Du Cidre Bretonaise.

In general, I find the French particularly difficult to break through to regarding the things I am trying to do; they seem a little more secretive and less interested. To put it into context, I've had more luck making contact Japanese applewine producers than French cidermakers, even though I've sent more e-mails and made more phone calls to establish a French connection but to no avail. They seem to make me want to work for it, which I enjoy, but it does cast a slightly different kind of light over them as a consequence. I started learning French at 7 and whilst I speak what can at best be described as pidgin French, I speak it with the confidence of a native which should surely count for something? Maybe they're just not that into e-mail or listening to their answer machines but you have to wonder - why have an email address or an answer machine if you don't use it?

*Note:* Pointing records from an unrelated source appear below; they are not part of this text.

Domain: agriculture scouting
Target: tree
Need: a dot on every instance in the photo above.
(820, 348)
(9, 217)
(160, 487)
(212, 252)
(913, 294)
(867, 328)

Anyway, I made some progress this year - I visited La Maison du Cidre in Le Hezo, Morhiban which was ok if a little tired. I had more luck and even a breakthrough at Domaine du Kinkiz just outside Quimper, Finistere. I already had an appointment nearby that afternoon at Paul Coic ciderie and needed to find somewhere local to visit in the morning. After a cappucinosworth of surfing I had turned up with a shortlist and these were the only guys that answered he phone. They were keen and seemed friendly. Unusually I had no idea what to expect after the essentials of cidermaking and it caught me off guard a bit. The cultural differences of shooting in another country really come into play from the moment the phone is answered. What was waiting for me at Kinkiz was fantastic and I wish I was more prepared for it and had allowed more time. Somewhere to revisit I think. I was fascinated with the passion for distilling, to the point where it's almost accepted that producing cider itself just a formality or necessity but less interesting than spirits. This is something I've encountered not so far from me in Somerset. These French spirits were really very good, I bought several bottles home and saving their opening for a special occasions. The 'Gwen' (Breton word for White) Eau de Vie tastes like nothing else I've ever tried before... it was amazing and I didn't particularly like Eau de Vie, until then.
The afternoon a visit to Paul Coic was completely different. He runs a small one man band Ciderie and didn't speak a single word of English. I didn't get offered any samples either so have no idea what his ciders taste like. However, I got a good dose of terroir at both places... the dusty cellars full of cobwebs and still, cool air.